Kemanın sanıyorum 17.yy. da müziğimize girmiş. 14.yy. da Kuzey İtalya’da kullanılmaya başlanmış. Klasik musikiye giremediği söylenir. Sultan Mahmut döneminde üst düzey saz olarak değerlendirilmiş bir sazdır. Ben solak bir kemaniyim. Bildiğim kadarıyla başka bir solak kadın kemani yok. Aynen olduğu gibi çalıyorum. Tellerin ve yayın yönünü değiştirmedim. Hatta solak olmanın avantajını bile yaşadım. Solaklara tavsiyem asla gözünüz korkmasın. Düzeneği değiştirmeden çalmayı öğrensinler. Nahif, zarif ve çok içli bir enstrümandır keman. Her iyi kulağa sahip olabilen çalamaz bu sazı o yüzden dişil bir saz olarak anılabilir.
Şimdi neler yapıyorsunuz? Yeni sezonda yeni projeler var mı?
Özel Mimar Sinan Güzel Sanatlar Lisesi’nde önceden 4 yıl keman, solfej ve nazariyat derslerine girdim. Bu sezon yine başlıyorum.

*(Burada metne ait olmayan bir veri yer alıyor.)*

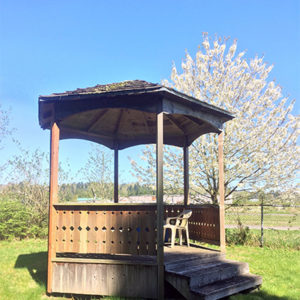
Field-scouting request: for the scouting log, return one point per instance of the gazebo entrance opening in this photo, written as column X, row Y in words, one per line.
column 117, row 249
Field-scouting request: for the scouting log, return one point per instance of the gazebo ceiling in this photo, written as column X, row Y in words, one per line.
column 121, row 115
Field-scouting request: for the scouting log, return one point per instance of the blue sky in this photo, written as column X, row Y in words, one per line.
column 53, row 46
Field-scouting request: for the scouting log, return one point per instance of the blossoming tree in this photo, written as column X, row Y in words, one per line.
column 260, row 144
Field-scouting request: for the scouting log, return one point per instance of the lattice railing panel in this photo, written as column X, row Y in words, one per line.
column 204, row 224
column 100, row 229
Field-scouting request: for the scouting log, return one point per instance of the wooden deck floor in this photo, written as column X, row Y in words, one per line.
column 180, row 253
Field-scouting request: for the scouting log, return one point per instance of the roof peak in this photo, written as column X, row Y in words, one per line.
column 113, row 87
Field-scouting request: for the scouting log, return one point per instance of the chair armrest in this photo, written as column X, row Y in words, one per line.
column 168, row 220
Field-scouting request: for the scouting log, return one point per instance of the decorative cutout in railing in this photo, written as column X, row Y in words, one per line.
column 106, row 229
column 204, row 224
column 125, row 229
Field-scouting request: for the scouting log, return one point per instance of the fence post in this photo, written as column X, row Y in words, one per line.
column 261, row 220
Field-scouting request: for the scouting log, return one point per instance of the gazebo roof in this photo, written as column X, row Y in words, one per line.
column 120, row 115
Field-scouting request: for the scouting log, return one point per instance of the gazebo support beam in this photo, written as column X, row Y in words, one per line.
column 53, row 198
column 116, row 176
column 221, row 192
column 160, row 206
column 186, row 174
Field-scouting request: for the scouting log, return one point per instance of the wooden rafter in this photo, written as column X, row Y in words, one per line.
column 96, row 119
column 176, row 123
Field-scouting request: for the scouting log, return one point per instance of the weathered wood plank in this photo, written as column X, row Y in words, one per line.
column 160, row 205
column 221, row 192
column 53, row 198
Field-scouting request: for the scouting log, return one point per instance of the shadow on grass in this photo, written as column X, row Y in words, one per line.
column 36, row 264
column 257, row 294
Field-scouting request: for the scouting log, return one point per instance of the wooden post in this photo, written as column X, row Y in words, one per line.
column 186, row 174
column 53, row 198
column 116, row 176
column 221, row 193
column 261, row 220
column 160, row 206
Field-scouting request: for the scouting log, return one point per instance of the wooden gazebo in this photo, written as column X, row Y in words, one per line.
column 118, row 249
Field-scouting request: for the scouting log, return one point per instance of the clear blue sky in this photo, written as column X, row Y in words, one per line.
column 53, row 46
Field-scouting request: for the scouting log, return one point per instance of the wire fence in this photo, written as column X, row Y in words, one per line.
column 263, row 216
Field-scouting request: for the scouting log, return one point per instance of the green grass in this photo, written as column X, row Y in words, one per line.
column 287, row 217
column 23, row 270
column 280, row 269
column 273, row 239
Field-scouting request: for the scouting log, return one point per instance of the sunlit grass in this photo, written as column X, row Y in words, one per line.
column 23, row 270
column 280, row 269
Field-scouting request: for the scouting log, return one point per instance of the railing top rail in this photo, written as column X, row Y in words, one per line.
column 130, row 204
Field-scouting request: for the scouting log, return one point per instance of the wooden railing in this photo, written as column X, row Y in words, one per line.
column 204, row 224
column 124, row 229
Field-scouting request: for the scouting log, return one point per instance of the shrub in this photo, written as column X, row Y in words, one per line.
column 16, row 221
column 239, row 236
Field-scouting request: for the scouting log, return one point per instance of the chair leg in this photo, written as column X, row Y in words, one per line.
column 187, row 236
column 180, row 236
column 173, row 237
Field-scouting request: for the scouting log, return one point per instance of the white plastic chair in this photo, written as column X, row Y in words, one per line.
column 179, row 223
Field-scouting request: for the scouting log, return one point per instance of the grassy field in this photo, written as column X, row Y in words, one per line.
column 23, row 270
column 249, row 215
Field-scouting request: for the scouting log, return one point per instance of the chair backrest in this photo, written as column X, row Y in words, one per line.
column 183, row 218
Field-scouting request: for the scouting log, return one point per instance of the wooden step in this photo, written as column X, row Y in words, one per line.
column 227, row 287
column 209, row 274
column 201, row 274
column 192, row 262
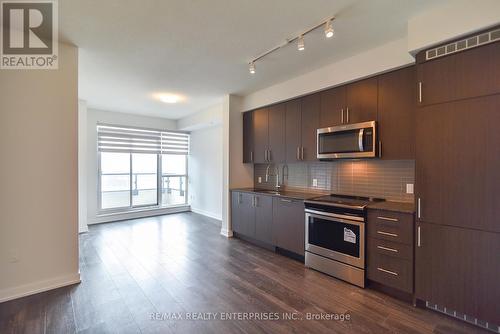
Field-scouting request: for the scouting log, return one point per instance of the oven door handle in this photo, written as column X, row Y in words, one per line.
column 338, row 218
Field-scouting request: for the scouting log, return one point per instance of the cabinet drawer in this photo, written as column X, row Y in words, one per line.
column 391, row 271
column 389, row 248
column 391, row 226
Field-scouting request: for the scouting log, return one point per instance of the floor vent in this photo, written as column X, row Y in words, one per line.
column 464, row 317
column 464, row 44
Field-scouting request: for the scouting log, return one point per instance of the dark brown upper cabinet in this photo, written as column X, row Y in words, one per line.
column 293, row 129
column 396, row 114
column 248, row 137
column 361, row 101
column 310, row 106
column 333, row 104
column 276, row 148
column 267, row 135
column 260, row 135
column 467, row 74
column 457, row 159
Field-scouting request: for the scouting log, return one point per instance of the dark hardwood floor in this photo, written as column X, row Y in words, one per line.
column 134, row 269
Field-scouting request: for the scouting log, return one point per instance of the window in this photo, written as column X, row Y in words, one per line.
column 141, row 168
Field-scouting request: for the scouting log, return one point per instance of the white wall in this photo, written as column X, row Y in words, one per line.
column 205, row 118
column 38, row 177
column 82, row 166
column 205, row 171
column 98, row 116
column 451, row 20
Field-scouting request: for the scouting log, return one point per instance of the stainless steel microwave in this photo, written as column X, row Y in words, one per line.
column 348, row 141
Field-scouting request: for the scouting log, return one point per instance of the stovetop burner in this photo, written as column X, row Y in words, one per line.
column 346, row 200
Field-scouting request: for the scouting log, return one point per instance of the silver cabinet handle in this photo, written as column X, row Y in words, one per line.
column 388, row 219
column 387, row 233
column 388, row 249
column 387, row 271
column 420, row 92
column 418, row 208
column 418, row 237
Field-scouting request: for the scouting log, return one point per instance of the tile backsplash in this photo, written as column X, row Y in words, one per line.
column 375, row 178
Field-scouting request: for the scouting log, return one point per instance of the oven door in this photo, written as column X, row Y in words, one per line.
column 347, row 141
column 336, row 238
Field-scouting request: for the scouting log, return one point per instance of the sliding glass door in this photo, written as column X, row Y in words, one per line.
column 141, row 168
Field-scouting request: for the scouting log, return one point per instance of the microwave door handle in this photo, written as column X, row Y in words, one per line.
column 360, row 139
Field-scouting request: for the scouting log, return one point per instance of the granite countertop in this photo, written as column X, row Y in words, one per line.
column 293, row 194
column 403, row 207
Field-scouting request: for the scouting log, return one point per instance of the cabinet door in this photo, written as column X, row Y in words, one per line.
column 277, row 147
column 396, row 114
column 332, row 111
column 361, row 100
column 288, row 225
column 310, row 125
column 293, row 130
column 263, row 218
column 458, row 268
column 248, row 137
column 471, row 73
column 458, row 155
column 243, row 214
column 261, row 134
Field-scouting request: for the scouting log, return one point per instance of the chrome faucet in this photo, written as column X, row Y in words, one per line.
column 276, row 172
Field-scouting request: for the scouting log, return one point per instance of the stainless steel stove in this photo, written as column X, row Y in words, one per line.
column 335, row 236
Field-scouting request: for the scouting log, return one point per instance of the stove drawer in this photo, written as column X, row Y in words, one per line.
column 391, row 226
column 389, row 248
column 391, row 271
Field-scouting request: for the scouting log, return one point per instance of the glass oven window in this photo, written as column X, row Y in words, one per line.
column 334, row 235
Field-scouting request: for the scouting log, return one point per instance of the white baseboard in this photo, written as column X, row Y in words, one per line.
column 227, row 233
column 206, row 213
column 37, row 287
column 112, row 217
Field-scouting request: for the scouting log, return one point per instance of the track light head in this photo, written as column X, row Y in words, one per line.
column 328, row 29
column 300, row 43
column 251, row 68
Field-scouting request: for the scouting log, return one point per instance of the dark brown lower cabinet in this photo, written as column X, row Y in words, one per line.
column 243, row 214
column 263, row 218
column 288, row 225
column 390, row 249
column 459, row 269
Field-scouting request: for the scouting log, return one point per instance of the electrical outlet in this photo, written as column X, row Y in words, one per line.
column 13, row 256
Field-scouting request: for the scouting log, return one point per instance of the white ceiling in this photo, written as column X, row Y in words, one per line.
column 131, row 49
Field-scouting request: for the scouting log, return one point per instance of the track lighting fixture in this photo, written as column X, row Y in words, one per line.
column 252, row 68
column 300, row 43
column 328, row 29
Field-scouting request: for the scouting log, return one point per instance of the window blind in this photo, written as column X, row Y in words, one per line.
column 133, row 140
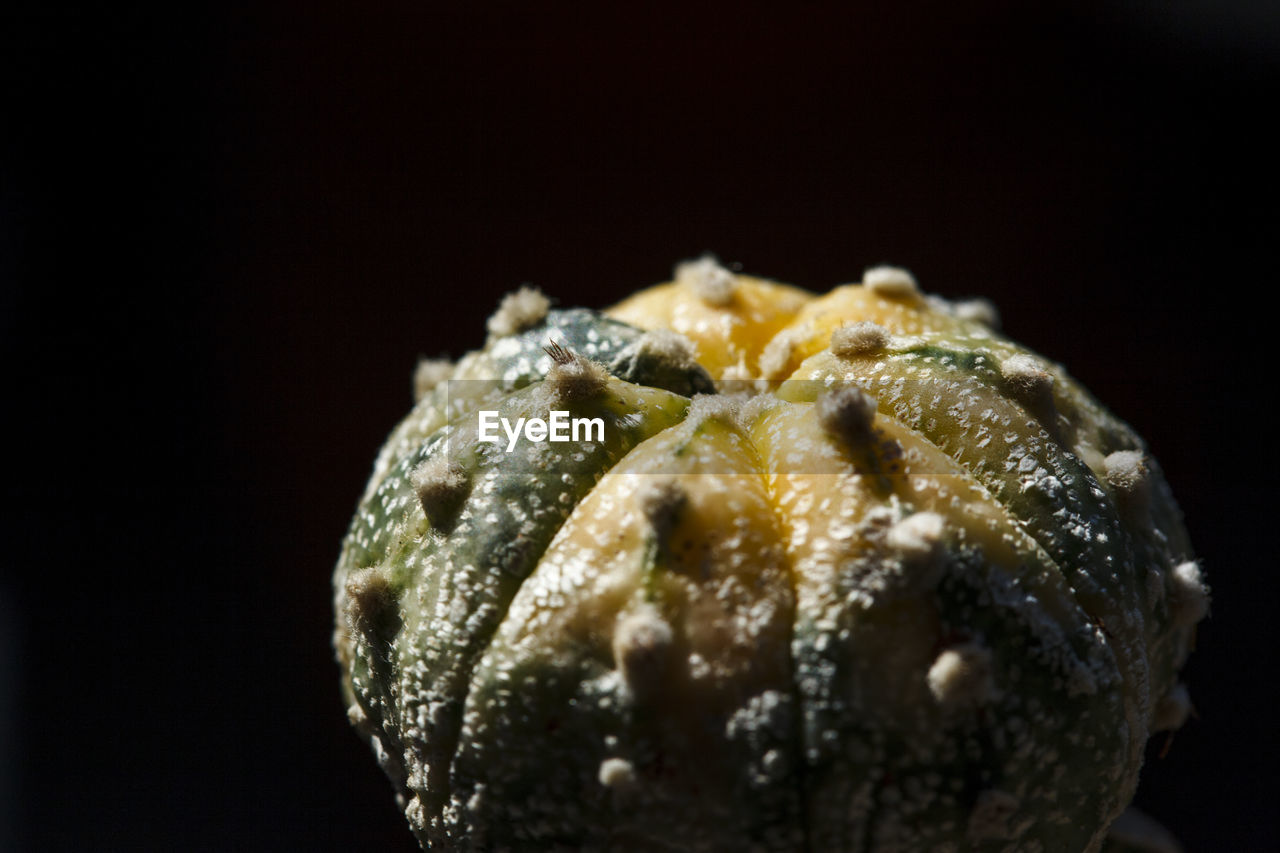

Tiyatro, müzik, sinema ve resim anasanat dallarında sanatçı adaylarımızı yetiştiriyorum. Ayrıca İstanbul Senfoni korosunda Sopranoyum. Değerli Şeflerim Gökçen Koray ve Seval Irmak’ın öğrencisi olmak beni çok şanslı hissettiriyor.
Amatör koroların Türk Müziğine etkisi nedir sizce? Siz bir koro çalıştırıyor musunuz?
Türk Müziğinin yaşaması genç kuşaklara sevdirilme ve aktarılması açısından amatör koroları destekliyorum. Fakat işin ehli kişilerin hocalık şeflik yapmasının çok önemli olduğunu da söylemeden geçemeyeceğim.
Türk Müziğinin şimdiki durumunu nasıl değerlendiriyorsunuz? Klasik üsluptan uzaklaşıldı mı? Saz eserleri mi yoksa sözlü eserler mi daha ileride sizce?
Aslının devam olan çok güzel eserler besteleniyor. Hem saz eserleri hem de sözlü eserler olarak güzel besteler var. Ayrıca çok yetenekli genç saz sanatçıları bizlere umut veriyor. Türk Müziği adına onlara güveniyorum. Daha da güzel olacağına inanıyorum.
Eskişehir’e hiç geldiniz mi? Neler söylemek istersiniz Eskişehir ile ilgili?
İnanın hiç fırsat bulamadım gelmek için. Belki Aralık ayındaki konserinizde bulunabilirim. Eskişehir’i hep merak etmişimdir. Porsuk Çayının o güzelliğini, sakin yaşantısını, müzeleri ve parkları ile bir Avrupa kenti olduğunu duyuyorum. Üniversite kenti olduğunu ve kültürel olarak çok gelişmiş bir şehir olduğunu da biliyorum. Ayrıca Haberes ’in konuğu olmak benim için inanılmaz keyifli oldu. İstanbul Üsküdar’dan Eskişehir’de ki tüm dostlara kucak dolusu sevgi ve selamlarımı iletiyorum.